Comprehensive Investment Case Study: Ittehad Chemicals Limited Pakistan (PSX: ICL)

Executive Summary

Ittehad Chemicals Limited (ICL) represents a compelling investment opportunity in Pakistan’s chemical sector, trading at an attractive valuation with significant earnings catalysts from its expansion initiatives. The company’s strategic investment in three new plants—a biomass power plant, flaker plant, and calcium chloride plant—positions it to overcome persistent energy cost challenges and capture higher-margin export opportunities. While recent government policies have pressured profitability through a 5% “off-the-grid” levy and 23% gas tariff increase, ICL’s transition to grid electricity and future energy self-sufficiency through the biomass plant should restore competitive margins. With the stock trading at a P/E of 7.94x and P/B of 1.07x—below historical averages—and offering a 4.27% dividend yield, ICL presents a favorable risk-reward profile for investors seeking exposure to Pakistan’s industrial sector with significant upside potential to our 12-month price target of PKR 175-250 per share.

1 Company Background

1.1 Corporate History and Positioning

Ittehad Chemicals Limited (ICL) stands as a pioneering force in Pakistan’s chemical manufacturing industry, with roots tracing back to 1962 when it was originally established as United Chemicals by a chemical entrepreneur. The company underwent nationalization in 1971 under the Economic Reforms Order and was subsequently renamed Ittehad Chemicals. After 24 years of state management, the company was privatized in 1995 through the Privatization Commission of the Government of Pakistan. Today, ICL has evolved into one of Pakistan’s largest manufacturers of industrial chemicals, operating from a strategically located 106-acre facility on the GT Road at the 19/20 Kilometer landmark .

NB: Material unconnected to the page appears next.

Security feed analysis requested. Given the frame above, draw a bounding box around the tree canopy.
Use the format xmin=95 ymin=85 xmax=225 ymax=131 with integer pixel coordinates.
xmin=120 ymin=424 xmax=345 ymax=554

1.2 Product Portfolio and Capacity

ICL boasts a diversified product range centered around chlor-alkali products and surfactants, which serve critical functions across various industries including textiles, pharmaceuticals, water treatment, and agriculture. The company’s main products include:

  • Caustic Soda (Liquid 31%/50%, Flakes) – 150,000 MT annual capacity
  • LABSA (Linear Alkyl Benzene Sulphonic Acid) – 70,000 MT annual capacity
  • Sodium Hypochlorite – Production capacity not specified
  • Liquid Chlorine – Used in 60% of all commercial chemistry and 95% of agrochemical applications
  • Hydrochloric Acid – Production capacity not specified
  • Calcium Chloride – 30,000 MT annual capacity
  • SLES (Sodium Lauryl Ether Sulfate) – Part of the 70,000 MT surfactant capacity 2

The company’s production capabilities are distributed across four major plants, with the recent expansion of its LABSA plant to 70,000 metric tons per annum in 2022 significantly enhancing its revenue potential .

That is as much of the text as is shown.